Sgt. Dean Jantzen, Saanich Police conducts a press conference regarding a major firearms seizure in Victoria, B.C. February 6, 2012.

Photograph by: Darren Stone, timescolonist.com

Saanich police have arrested a manager at Island Outfitters who is accused of ordering 159 guns through the store’s inventory and stealing them for his own personal collection.

The 40-year-old Saanich man was arrested Thursday and a search of his Shelbourne Street residence later that evening turned up a cache of 159 guns; everything from rifles, to shotguns, to Glock pistols, antique revolvers, a semi-automatic assault rifle and a collectors-edition Desert Eagle handgun.
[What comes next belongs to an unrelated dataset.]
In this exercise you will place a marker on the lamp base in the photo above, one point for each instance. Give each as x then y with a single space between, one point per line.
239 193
Saanich police seized the guns, which combined are worth at least $250,000, and showed them off at a press conference Monday morning.

Police also seized 400 boxes of ammunition, crossbows, and fishing and hunting paraphernalia, all of which they believe to be stolen.

Police were tipped off by the store owner on Thursday afternoon, after inconsistencies in a year-end audit led the store owner to suspect a massive theft, said police spokesman Sgt. Dean Jantzen.

The man worked at the store for about five years and was a “long-term, trusted employee” who had access to the store’s keys and inventory system, Jantzen said.

“The store is the victim of an unscrupulous scheme here to divert these [firearms] from their lawful, legal stock,” Jantzen said.

Island Outfitters is a popular outdoor sporting goods store which sells guns, crossbows, and hunting and fishing equipment.

Store co-owner Darren Wright said for a small business like his, a loss of a quarter of a million dollars in merchandise over four years "destroys us."

"It's very hard. I'm just a small business owner trying to make a living and trying to find out why you're not making any money and someone is stealing your stuff."

Police are still cataloguing the guns but don’t believe any of them have been sold to third parties.

“We don’t have information any [of the guns] have been diverted to illicit use,” Jantzen said.

It appears the man kept the guns as a personal collection and some of the guns have never been fired, Jantzen said.

Most were stored in proper safes or cases but some were stored unsafely.

Police say the remarkable thing about this case is that all the guns were registered through the long-gun registry. It appears the man allegedly doctored the registration forms after he ordered the guns through the store to make it look as if he bought them.

Police praised the long-gun registry as a valuable tool in tracking and accounting for all the weapons.

“Access to the long-gun registry has been critical to advancing the speed of this investigation,” Jantzen said, who added it all went down in a matter of 24 hours.

The man has a firearms licence and no criminal record. Jantzen said there is no restriction on how many firearms one can own.

Jantzen said there could have been a huge risk if this person’s home was broken into.

The self-described gun enthusiast is well-known in the local gun owners and hunting community and is a firearms instructor, Jantzen said.

Jantzen said police were assisted by the RCMP’s national weapons enforcement team and chief firearms officer.

The man has yet to be charged but is facing weapons-related charges and theft over $5,000. The man was released on a promise to appear and his name has not been released.